WarnerMedia, which produces entertainment for a wide swath of demographics, boasts a far more varied war chest of content than rival Disney, which is primarily focused on family-friendly entertainment. HBO Max’s 10,000-plus hours of content will be comprised of iconic sitcoms and legacy programming (Friends, The Big Bang Theory, South Park, Doctor Who, Adventure Time, etc), Max Originals (The Flight Attendant, Gossip Girl reboot, Search Party, Expecting Amy, Station Eleven, etc.), a deep selection of movies, and the entire HBO library.
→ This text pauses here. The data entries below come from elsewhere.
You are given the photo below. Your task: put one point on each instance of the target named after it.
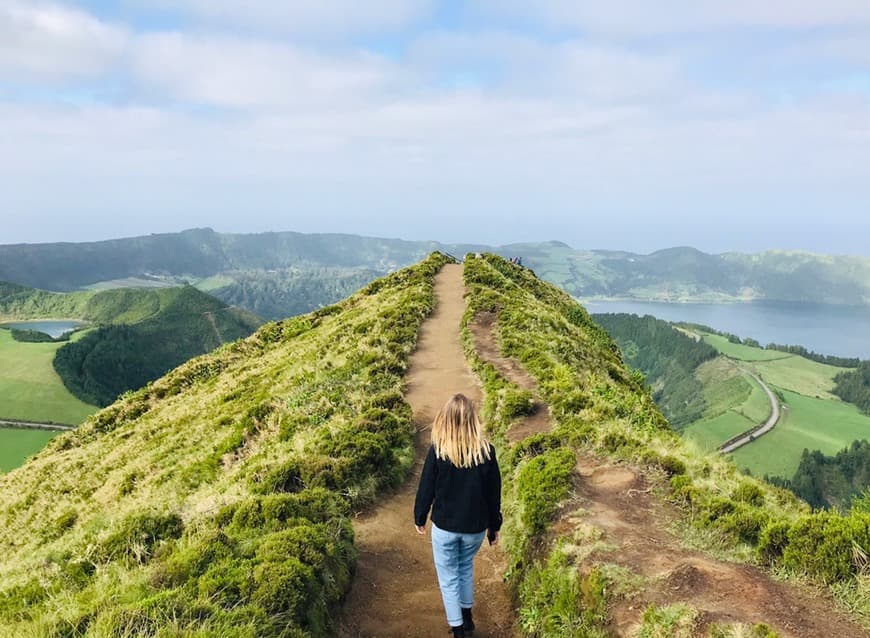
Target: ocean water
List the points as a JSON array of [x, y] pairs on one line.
[[53, 328], [842, 331]]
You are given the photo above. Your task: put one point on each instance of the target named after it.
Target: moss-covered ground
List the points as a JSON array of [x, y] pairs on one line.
[[216, 500]]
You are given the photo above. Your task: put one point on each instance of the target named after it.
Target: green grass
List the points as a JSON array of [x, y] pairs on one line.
[[16, 444], [807, 423], [741, 352], [800, 375], [216, 501], [735, 403], [709, 434], [30, 389]]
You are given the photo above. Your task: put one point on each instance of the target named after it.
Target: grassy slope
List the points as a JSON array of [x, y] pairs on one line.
[[741, 352], [807, 423], [30, 389], [597, 405], [800, 375], [183, 323], [214, 502], [813, 419], [735, 403], [17, 444]]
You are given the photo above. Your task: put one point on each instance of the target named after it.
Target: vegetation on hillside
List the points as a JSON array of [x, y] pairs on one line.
[[831, 481], [284, 293], [142, 333], [30, 389], [599, 406], [667, 358], [854, 386], [216, 500], [113, 359]]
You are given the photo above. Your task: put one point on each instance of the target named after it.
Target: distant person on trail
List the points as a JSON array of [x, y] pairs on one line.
[[461, 483]]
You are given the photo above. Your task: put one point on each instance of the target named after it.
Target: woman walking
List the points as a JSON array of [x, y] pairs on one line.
[[461, 483]]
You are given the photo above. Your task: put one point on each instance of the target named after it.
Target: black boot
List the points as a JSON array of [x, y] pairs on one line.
[[467, 622]]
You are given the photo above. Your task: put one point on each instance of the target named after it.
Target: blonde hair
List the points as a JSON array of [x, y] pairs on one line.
[[457, 433]]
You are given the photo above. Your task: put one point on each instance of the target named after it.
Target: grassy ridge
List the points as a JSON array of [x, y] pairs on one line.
[[598, 405], [215, 501]]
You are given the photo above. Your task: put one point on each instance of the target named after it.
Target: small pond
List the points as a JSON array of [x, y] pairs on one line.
[[52, 327]]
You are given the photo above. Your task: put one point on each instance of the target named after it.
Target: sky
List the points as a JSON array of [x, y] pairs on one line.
[[626, 124]]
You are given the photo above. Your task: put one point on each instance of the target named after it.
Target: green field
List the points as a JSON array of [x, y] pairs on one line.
[[800, 375], [30, 389], [741, 352], [710, 433], [812, 418], [807, 423], [17, 444]]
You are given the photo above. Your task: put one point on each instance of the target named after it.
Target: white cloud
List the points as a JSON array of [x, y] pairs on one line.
[[642, 17], [522, 65], [306, 17], [52, 41], [234, 72]]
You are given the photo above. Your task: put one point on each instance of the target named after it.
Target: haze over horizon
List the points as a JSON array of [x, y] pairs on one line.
[[457, 241], [724, 126]]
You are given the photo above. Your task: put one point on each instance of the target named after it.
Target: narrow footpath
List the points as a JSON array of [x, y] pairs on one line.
[[618, 502], [395, 591]]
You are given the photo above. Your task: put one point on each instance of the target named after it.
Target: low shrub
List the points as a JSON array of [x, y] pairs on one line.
[[822, 545], [543, 482], [749, 493], [517, 403], [772, 541], [136, 536]]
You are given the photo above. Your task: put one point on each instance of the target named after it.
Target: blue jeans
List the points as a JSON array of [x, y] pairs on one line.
[[454, 562]]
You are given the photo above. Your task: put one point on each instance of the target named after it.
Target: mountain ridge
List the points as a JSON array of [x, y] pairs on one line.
[[255, 270]]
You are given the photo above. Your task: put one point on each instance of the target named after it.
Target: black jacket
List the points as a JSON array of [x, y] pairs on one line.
[[466, 500]]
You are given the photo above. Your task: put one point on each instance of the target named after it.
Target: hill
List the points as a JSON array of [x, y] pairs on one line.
[[280, 274], [831, 481], [113, 359], [713, 376], [140, 335], [218, 499], [215, 501]]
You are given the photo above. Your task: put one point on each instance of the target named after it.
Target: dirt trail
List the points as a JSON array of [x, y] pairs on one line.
[[617, 500], [395, 591]]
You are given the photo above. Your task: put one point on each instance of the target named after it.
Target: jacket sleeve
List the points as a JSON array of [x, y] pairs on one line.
[[493, 496], [426, 489]]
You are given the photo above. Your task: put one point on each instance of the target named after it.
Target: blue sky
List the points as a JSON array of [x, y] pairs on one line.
[[627, 124]]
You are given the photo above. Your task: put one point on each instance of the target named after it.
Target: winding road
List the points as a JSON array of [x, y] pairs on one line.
[[750, 435]]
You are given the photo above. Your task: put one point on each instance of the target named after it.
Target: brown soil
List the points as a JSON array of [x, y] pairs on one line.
[[395, 591], [619, 501], [488, 350]]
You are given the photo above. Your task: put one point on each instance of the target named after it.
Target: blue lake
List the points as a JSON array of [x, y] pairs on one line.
[[51, 327], [828, 329]]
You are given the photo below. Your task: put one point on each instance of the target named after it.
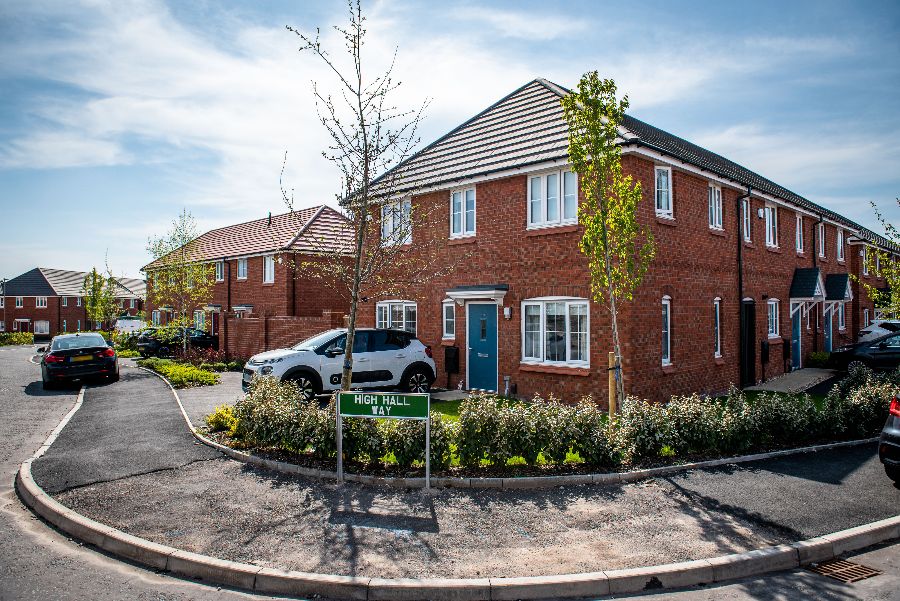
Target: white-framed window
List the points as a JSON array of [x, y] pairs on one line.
[[717, 325], [396, 222], [715, 207], [268, 269], [555, 331], [745, 206], [822, 240], [667, 330], [771, 215], [553, 199], [462, 213], [398, 314], [663, 179], [448, 312], [773, 307]]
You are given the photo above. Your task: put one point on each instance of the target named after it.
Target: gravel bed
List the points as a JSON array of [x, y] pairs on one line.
[[229, 510]]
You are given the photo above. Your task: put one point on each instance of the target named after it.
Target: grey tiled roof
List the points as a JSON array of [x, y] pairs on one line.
[[527, 127]]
HBO Max will draw programming from Warner Bros., New Line, DC, CNN, TNT, TBS, truTV, Turner Classic Movies, Cartoon Network, Adult Swim, Crunchyroll, Rooster Teeth, Looney Tunes in addition to producing 31 original series during its launch year. That’s prestige, broad comedy, blockbuster entertainment, exclusive content, and niche offerings all in one. Not bad.
Con: No Free Trial
As of right now, WarnerMedia does not appear to be offering a free trial for HBO Max. While there are several creative partnerships and collaborations in place that will provide certain existing HBO subscribers with HBO Max at no extra cost, the lack of a free trial may prove to be an important barrier of access to some consumers. Other streamers, such as Netflix and CBS All Access, do offer free trials.
Pro: No Ads
In the future, WarnerMedia reportedly plans to roll out a less expensive ad-supported model, which makes a lot of business sense. But at launch, HBO Max will be ad-free like its corporate siblings HBO, HBO Go, and HBO Now. That price point may still scare some of you off, but at least you won’t have to sit through nasal decongestion commercials ad nauseam.
Con: No Sports
On a long enough timeline, HBO Max will eventually offer live sports via its Turner Broadcasting hub. But at launch, that will not be the case. Rival Peacock, which hails from NBCUniversal, was set to launch alongside the 2020 Tokyo Olympics with considerable sports programming and coverage. Unfortunately, due to the coronavirus pandemic, the summer games have been postponed until 2021. Amazon Prime is expected to extend its simulcast deal with the NFL for Thursday Night Football. Given WarnerMedia existing footprint in sports, the sooner it can reroute some of that content to digital, the better.